George Bailey should’ve told everybody to drop dead and gone off on the adventures he’d been dreaming about since childhood.

The story of America is the story of hundreds of thousands of individuals who waved farewell forever to their loser, backward families in the Old Country and struck out on their own in the New World.

(And if he was bound and determined to stay in Boringtown, the very least he could do was fix the damn knob on the staircase.)

Also?

There is has to be a debate as to who the true villain of this film is: Potter or Uncle Billy.

But hey, at least I’m not this uptight Protestant guy:

I have to say that there are too many negative things in It’s a Wonderful Life—things like the language, the sexual content and the worldview—for me to be able to enjoy it as fully as I should be able to enjoy any movie I watch for pleasure.
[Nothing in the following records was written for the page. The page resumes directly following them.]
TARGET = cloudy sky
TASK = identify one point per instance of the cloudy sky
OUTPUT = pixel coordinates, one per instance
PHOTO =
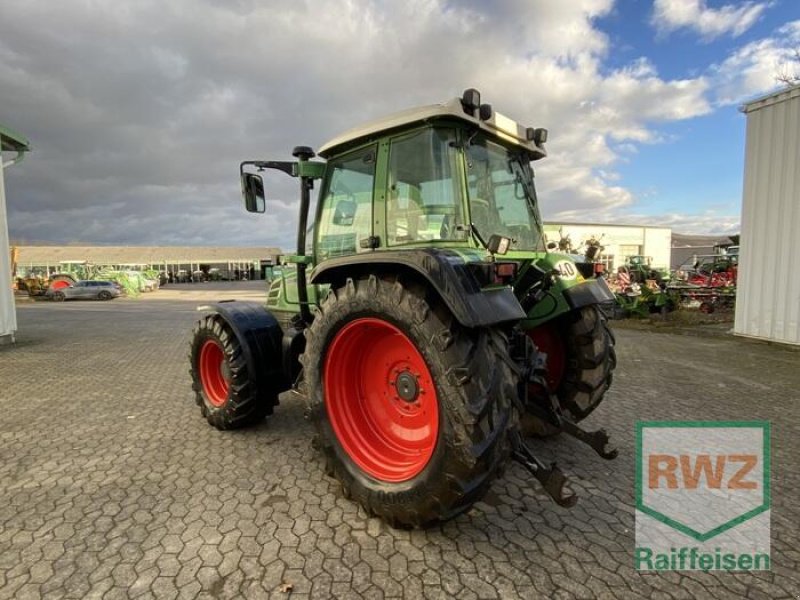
(139, 112)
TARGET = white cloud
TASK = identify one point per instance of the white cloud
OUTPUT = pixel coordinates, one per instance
(753, 69)
(710, 23)
(139, 114)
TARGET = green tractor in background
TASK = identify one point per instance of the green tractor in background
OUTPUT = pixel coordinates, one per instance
(423, 320)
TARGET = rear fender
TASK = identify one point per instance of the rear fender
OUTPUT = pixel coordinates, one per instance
(260, 337)
(446, 271)
(569, 290)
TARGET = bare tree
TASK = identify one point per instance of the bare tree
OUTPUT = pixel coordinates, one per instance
(789, 72)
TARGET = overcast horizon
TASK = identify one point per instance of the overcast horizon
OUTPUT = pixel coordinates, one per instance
(139, 113)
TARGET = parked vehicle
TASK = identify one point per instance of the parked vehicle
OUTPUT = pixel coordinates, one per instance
(441, 326)
(85, 290)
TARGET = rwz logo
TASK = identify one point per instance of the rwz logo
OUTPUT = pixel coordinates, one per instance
(698, 481)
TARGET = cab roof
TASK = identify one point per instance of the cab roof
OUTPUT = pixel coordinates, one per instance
(496, 125)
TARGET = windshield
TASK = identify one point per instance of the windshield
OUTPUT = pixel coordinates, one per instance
(502, 197)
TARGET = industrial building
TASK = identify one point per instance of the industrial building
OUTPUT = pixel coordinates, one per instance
(618, 241)
(227, 262)
(768, 293)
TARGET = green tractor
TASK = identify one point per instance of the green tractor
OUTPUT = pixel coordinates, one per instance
(423, 320)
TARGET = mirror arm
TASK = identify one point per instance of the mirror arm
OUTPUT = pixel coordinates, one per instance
(288, 167)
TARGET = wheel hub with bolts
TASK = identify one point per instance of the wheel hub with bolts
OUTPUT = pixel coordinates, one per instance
(407, 386)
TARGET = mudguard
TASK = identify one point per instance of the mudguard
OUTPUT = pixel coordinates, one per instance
(446, 271)
(260, 336)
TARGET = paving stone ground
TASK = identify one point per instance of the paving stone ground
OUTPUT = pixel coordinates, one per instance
(113, 486)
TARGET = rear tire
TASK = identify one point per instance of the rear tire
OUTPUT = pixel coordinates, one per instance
(585, 357)
(224, 388)
(411, 409)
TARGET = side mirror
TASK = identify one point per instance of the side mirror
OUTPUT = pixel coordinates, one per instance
(344, 213)
(253, 191)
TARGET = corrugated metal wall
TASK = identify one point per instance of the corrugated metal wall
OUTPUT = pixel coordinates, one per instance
(8, 314)
(768, 294)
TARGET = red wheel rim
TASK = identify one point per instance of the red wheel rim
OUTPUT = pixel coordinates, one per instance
(548, 340)
(214, 373)
(381, 400)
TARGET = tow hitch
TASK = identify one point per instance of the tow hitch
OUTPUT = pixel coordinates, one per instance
(546, 407)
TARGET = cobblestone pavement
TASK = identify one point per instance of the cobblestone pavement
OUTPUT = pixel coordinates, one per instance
(113, 486)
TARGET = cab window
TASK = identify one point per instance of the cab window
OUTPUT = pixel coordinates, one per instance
(423, 199)
(345, 217)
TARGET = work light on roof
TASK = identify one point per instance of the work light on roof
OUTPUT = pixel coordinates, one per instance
(471, 101)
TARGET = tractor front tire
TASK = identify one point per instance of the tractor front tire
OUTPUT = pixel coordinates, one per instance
(581, 360)
(224, 388)
(412, 410)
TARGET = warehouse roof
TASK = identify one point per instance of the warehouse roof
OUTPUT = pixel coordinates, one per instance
(11, 141)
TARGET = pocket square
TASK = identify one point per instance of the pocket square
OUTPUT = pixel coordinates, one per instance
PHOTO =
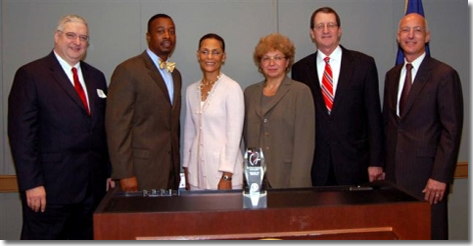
(101, 93)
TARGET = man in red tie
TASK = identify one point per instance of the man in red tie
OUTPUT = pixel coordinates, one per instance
(57, 138)
(344, 84)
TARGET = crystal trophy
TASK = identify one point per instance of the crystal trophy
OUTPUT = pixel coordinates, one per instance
(254, 194)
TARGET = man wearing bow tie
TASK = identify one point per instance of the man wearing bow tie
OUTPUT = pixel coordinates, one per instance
(142, 115)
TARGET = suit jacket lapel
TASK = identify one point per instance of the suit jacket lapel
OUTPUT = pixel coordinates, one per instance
(282, 90)
(177, 88)
(156, 75)
(312, 74)
(92, 93)
(419, 82)
(346, 71)
(394, 89)
(258, 94)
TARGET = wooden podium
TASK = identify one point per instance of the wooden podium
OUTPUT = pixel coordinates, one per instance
(375, 212)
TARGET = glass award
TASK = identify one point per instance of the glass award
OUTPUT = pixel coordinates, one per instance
(254, 194)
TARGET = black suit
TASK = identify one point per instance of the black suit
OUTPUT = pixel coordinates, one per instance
(424, 142)
(351, 138)
(55, 143)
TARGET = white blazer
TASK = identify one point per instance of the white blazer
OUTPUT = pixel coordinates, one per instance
(213, 133)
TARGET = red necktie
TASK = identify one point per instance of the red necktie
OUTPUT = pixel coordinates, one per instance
(80, 90)
(327, 85)
(406, 88)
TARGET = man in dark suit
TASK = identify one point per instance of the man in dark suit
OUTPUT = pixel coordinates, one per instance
(349, 136)
(423, 133)
(143, 110)
(57, 140)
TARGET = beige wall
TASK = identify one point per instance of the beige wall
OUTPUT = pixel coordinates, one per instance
(118, 27)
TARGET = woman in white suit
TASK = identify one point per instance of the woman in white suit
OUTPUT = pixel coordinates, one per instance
(213, 123)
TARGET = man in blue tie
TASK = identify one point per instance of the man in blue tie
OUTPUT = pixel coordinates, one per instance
(423, 140)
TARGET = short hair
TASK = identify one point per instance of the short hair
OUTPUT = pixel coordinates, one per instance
(275, 42)
(156, 16)
(326, 10)
(212, 36)
(70, 18)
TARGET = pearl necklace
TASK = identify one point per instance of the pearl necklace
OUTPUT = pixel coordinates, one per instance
(205, 88)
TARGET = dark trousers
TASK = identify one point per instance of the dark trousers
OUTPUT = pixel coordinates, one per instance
(59, 221)
(439, 220)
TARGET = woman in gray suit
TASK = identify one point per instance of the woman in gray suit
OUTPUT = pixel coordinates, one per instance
(280, 116)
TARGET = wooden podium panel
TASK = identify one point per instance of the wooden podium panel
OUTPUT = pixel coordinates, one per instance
(379, 211)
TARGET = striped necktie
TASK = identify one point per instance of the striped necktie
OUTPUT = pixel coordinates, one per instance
(327, 85)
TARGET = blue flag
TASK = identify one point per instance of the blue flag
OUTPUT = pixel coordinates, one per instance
(412, 6)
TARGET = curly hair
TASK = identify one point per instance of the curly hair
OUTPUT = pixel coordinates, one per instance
(275, 42)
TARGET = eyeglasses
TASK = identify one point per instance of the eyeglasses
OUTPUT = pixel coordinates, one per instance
(73, 36)
(213, 52)
(417, 30)
(267, 59)
(331, 26)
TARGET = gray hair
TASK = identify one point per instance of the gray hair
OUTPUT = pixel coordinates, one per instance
(70, 18)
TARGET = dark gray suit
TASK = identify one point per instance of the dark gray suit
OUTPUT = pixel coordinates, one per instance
(142, 125)
(351, 137)
(424, 142)
(56, 144)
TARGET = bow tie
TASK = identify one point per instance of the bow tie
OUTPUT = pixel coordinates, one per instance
(168, 65)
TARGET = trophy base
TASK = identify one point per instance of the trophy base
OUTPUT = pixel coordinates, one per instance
(255, 200)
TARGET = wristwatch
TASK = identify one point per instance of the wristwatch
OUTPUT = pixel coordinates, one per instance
(226, 177)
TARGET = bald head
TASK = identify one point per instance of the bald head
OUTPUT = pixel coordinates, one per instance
(413, 35)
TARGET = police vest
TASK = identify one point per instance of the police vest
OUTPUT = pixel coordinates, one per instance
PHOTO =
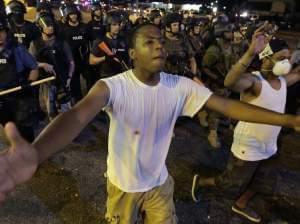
(177, 59)
(55, 56)
(8, 73)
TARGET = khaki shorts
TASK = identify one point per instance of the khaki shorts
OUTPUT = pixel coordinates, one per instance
(154, 207)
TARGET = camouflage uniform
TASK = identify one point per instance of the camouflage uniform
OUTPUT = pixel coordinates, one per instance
(179, 54)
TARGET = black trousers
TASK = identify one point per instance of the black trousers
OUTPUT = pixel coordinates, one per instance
(18, 110)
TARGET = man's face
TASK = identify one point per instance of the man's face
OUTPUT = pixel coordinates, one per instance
(98, 13)
(196, 30)
(49, 30)
(3, 36)
(269, 62)
(228, 36)
(149, 52)
(73, 18)
(157, 20)
(175, 27)
(115, 28)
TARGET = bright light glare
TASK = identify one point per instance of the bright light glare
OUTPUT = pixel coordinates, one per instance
(191, 6)
(244, 14)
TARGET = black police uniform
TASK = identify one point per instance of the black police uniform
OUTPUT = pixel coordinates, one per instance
(95, 30)
(179, 52)
(16, 107)
(76, 37)
(26, 33)
(111, 67)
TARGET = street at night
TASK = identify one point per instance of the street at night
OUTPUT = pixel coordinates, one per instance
(71, 186)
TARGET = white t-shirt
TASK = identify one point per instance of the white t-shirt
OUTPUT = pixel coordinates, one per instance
(252, 141)
(142, 119)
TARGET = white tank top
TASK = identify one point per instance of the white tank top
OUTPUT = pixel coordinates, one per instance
(253, 142)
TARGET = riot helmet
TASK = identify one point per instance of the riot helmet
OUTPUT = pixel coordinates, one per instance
(96, 11)
(172, 22)
(16, 10)
(46, 24)
(155, 17)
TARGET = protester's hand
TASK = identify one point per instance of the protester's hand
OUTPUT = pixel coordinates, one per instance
(112, 58)
(18, 163)
(296, 69)
(48, 68)
(197, 80)
(259, 41)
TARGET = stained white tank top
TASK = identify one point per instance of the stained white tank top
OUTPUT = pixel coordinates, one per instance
(253, 142)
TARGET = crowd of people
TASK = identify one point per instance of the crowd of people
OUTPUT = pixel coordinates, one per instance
(145, 71)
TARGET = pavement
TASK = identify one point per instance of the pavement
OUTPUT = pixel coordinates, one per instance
(70, 188)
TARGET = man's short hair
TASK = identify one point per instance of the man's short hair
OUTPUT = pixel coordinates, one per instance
(134, 33)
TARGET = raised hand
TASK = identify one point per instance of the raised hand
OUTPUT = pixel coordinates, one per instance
(18, 163)
(259, 41)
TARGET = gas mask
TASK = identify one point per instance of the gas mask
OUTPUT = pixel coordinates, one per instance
(282, 67)
(18, 18)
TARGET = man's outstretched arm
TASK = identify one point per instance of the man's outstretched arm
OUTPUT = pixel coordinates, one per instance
(19, 162)
(250, 113)
(66, 126)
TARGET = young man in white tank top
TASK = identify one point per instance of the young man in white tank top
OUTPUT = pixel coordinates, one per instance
(143, 105)
(254, 143)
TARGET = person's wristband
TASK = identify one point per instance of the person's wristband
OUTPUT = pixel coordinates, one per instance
(242, 64)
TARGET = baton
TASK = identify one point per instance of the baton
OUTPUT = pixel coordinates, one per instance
(107, 51)
(35, 83)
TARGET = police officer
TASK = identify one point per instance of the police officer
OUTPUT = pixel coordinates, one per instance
(53, 56)
(95, 27)
(17, 67)
(45, 8)
(116, 62)
(216, 62)
(180, 58)
(193, 31)
(2, 7)
(155, 17)
(22, 30)
(75, 34)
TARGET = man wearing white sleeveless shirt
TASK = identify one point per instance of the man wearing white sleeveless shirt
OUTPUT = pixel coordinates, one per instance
(143, 104)
(254, 143)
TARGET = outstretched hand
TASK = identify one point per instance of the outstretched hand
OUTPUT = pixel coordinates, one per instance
(18, 163)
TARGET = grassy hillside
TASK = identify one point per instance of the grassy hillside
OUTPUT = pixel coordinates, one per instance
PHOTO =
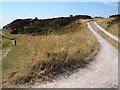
(110, 24)
(40, 58)
(43, 27)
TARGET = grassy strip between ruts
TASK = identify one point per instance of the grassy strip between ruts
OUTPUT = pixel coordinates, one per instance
(41, 58)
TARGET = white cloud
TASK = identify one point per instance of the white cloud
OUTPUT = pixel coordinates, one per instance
(111, 3)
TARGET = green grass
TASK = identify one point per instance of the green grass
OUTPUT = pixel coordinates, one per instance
(113, 42)
(43, 57)
(112, 28)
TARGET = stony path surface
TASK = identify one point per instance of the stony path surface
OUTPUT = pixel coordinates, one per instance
(100, 73)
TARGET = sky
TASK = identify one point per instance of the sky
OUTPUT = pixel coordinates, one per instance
(10, 11)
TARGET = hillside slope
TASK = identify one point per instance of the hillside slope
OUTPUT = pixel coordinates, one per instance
(43, 57)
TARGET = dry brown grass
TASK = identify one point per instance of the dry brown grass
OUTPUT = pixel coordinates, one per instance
(113, 29)
(43, 57)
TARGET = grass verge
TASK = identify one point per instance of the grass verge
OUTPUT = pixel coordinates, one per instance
(41, 58)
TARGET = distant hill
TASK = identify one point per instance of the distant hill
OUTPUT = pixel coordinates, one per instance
(41, 26)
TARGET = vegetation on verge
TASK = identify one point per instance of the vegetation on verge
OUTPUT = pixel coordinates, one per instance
(40, 58)
(110, 24)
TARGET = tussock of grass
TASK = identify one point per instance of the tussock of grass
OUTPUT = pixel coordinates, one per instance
(44, 57)
(112, 28)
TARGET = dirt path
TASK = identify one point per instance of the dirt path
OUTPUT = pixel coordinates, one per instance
(107, 33)
(100, 73)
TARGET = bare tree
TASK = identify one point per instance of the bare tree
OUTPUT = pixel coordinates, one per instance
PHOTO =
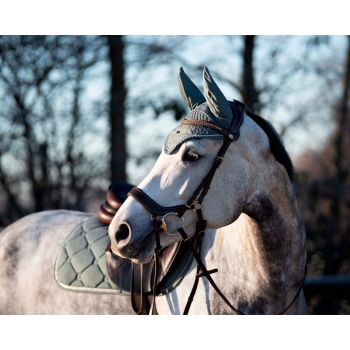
(117, 108)
(43, 162)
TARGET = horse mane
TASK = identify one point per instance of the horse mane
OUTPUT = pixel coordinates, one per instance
(276, 143)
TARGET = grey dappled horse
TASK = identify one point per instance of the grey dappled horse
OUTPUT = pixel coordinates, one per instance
(254, 237)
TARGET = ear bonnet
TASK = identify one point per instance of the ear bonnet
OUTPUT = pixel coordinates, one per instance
(213, 108)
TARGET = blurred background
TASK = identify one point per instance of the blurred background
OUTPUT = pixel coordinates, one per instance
(80, 112)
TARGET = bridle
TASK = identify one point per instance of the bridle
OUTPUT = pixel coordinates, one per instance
(195, 203)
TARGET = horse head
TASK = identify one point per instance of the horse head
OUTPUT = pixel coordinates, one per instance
(188, 155)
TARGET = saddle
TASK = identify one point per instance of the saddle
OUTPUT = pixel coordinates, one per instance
(86, 263)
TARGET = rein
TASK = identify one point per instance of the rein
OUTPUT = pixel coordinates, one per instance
(158, 214)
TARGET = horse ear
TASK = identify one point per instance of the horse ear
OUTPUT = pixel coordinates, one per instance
(216, 100)
(189, 91)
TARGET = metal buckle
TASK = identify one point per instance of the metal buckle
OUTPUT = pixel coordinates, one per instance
(194, 207)
(164, 225)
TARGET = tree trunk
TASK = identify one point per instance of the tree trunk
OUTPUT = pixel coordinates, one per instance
(249, 92)
(336, 231)
(117, 111)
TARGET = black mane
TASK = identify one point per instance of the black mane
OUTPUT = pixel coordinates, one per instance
(276, 144)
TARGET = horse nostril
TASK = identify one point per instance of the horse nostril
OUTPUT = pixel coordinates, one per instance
(122, 233)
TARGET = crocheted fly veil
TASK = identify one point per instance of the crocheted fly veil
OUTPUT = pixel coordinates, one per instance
(213, 108)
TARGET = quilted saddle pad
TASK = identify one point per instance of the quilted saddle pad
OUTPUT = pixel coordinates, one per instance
(81, 264)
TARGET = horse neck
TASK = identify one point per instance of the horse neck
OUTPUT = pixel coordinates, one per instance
(262, 252)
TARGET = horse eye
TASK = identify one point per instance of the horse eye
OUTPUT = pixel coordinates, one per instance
(190, 156)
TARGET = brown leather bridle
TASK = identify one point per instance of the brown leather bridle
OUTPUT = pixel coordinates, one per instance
(158, 213)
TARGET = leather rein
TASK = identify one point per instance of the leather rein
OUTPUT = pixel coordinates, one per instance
(158, 214)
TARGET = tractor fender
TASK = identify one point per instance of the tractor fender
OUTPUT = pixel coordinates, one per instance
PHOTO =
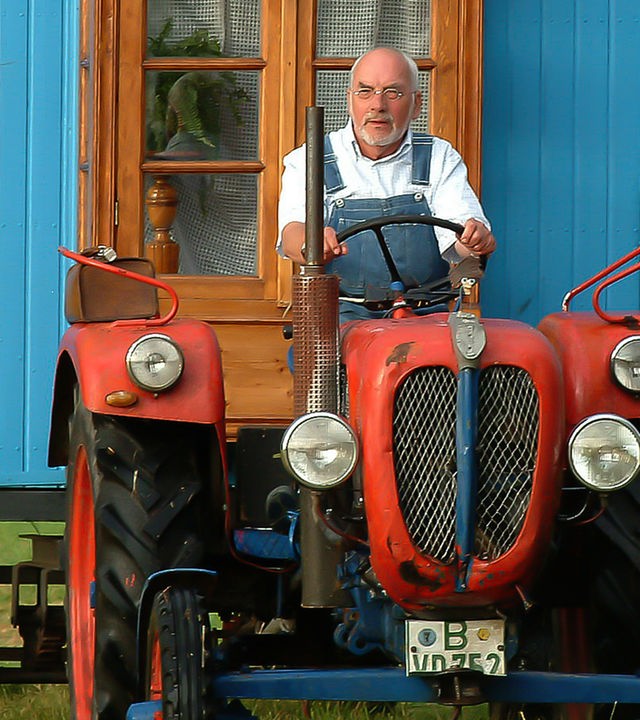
(92, 357)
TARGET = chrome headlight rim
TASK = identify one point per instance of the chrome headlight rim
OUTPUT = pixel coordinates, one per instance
(169, 344)
(615, 357)
(580, 428)
(295, 427)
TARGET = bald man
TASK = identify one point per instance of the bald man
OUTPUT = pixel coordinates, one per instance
(376, 166)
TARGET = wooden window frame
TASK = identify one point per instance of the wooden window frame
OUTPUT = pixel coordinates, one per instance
(116, 70)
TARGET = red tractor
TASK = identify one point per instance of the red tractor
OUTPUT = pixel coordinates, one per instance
(452, 516)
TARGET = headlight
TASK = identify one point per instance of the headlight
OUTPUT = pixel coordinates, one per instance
(155, 362)
(320, 450)
(625, 364)
(604, 452)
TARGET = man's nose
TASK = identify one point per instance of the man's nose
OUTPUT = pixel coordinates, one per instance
(377, 101)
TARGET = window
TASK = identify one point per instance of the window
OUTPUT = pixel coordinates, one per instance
(188, 109)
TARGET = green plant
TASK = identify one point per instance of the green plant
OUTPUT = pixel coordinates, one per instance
(188, 106)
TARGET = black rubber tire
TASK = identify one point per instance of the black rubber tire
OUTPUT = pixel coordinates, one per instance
(146, 483)
(178, 639)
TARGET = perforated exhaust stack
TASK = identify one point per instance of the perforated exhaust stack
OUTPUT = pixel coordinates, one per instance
(315, 380)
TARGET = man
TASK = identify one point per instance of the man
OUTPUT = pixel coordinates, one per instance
(376, 166)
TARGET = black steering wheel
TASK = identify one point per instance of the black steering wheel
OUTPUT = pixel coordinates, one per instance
(376, 224)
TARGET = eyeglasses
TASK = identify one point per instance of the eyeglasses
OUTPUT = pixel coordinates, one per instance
(388, 93)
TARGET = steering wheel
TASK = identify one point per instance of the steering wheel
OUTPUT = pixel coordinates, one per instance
(376, 225)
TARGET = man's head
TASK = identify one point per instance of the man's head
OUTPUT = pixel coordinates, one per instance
(380, 122)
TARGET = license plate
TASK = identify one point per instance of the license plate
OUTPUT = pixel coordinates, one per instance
(436, 646)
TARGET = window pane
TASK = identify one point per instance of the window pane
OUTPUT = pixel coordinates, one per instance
(203, 28)
(331, 93)
(215, 224)
(202, 115)
(347, 29)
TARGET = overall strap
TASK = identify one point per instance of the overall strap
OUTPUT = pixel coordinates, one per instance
(422, 146)
(332, 178)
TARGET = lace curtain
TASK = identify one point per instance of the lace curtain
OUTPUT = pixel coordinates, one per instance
(216, 225)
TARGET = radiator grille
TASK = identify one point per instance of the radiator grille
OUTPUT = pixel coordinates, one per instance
(425, 458)
(424, 433)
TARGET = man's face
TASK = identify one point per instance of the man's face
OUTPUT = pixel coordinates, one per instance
(380, 123)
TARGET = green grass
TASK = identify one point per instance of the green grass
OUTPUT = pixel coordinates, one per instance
(51, 702)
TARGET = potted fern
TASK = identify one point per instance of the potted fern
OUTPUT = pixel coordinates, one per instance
(184, 109)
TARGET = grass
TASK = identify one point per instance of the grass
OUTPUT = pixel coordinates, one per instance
(51, 702)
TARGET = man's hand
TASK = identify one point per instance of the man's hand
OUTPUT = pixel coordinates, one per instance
(332, 248)
(476, 239)
(293, 241)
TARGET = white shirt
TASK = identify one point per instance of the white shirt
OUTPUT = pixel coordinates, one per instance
(448, 194)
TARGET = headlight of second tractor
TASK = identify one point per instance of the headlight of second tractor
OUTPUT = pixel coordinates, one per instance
(625, 364)
(320, 450)
(604, 452)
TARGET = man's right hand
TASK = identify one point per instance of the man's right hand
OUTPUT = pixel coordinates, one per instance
(293, 239)
(332, 248)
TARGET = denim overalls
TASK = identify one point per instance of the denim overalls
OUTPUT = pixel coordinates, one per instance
(414, 247)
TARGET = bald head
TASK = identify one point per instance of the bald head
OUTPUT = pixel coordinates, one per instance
(397, 55)
(381, 119)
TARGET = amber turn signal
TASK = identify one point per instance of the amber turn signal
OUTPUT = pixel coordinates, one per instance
(121, 398)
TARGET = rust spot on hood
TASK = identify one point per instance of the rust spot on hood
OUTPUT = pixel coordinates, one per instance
(399, 353)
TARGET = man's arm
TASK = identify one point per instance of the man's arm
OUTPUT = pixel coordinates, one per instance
(454, 199)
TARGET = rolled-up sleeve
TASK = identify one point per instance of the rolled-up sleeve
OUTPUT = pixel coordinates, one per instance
(453, 197)
(291, 206)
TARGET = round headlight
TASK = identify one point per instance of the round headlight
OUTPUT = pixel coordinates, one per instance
(320, 450)
(625, 363)
(155, 362)
(604, 452)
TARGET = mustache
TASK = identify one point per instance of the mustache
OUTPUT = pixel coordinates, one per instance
(382, 115)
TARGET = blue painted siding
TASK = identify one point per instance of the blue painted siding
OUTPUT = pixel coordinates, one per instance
(561, 157)
(38, 61)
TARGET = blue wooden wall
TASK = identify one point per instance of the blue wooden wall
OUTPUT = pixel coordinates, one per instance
(561, 148)
(38, 67)
(561, 177)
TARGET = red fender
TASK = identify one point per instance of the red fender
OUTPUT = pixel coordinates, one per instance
(584, 342)
(93, 356)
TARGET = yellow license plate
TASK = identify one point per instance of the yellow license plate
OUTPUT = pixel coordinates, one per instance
(436, 646)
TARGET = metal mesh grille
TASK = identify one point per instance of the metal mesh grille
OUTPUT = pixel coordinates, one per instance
(425, 458)
(507, 453)
(424, 431)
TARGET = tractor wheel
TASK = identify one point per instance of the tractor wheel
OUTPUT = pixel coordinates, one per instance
(178, 639)
(133, 487)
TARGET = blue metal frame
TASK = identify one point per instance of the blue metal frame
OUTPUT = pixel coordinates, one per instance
(392, 685)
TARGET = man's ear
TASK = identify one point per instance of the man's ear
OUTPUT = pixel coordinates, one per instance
(417, 105)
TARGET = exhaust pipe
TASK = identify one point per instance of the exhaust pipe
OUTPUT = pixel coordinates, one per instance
(316, 366)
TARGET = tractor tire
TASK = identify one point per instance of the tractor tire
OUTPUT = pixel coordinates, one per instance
(135, 504)
(178, 641)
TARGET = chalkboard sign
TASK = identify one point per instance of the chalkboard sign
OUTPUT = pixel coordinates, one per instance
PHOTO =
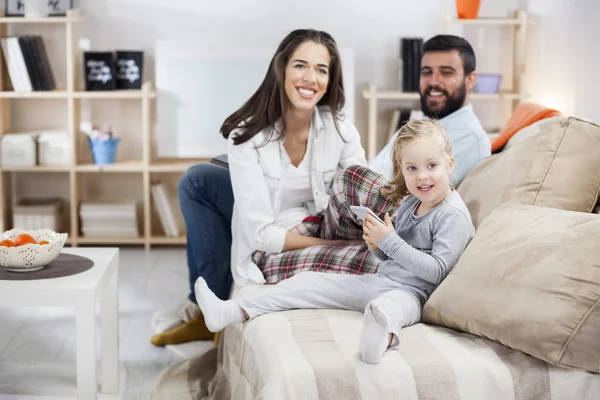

He doesn’t approve of all the cigarette smoking, either!

Wow, what a Scrooge…

https://www.youtube.com/watch?v=IwpVBJ7b6VE

A Christmas Carol (1951) is one of the finest British movies ever made, and Alastair Sim’s performance in the title role is one for the ages.

But again, the message is dreadful.

If you can’t afford all those kids, stop having them, Cratchit. You’re lucky you have a job.

Yes, Scrooge’s first employer, Fezziwig, threw lavish Christmas parties every year — and went out of business.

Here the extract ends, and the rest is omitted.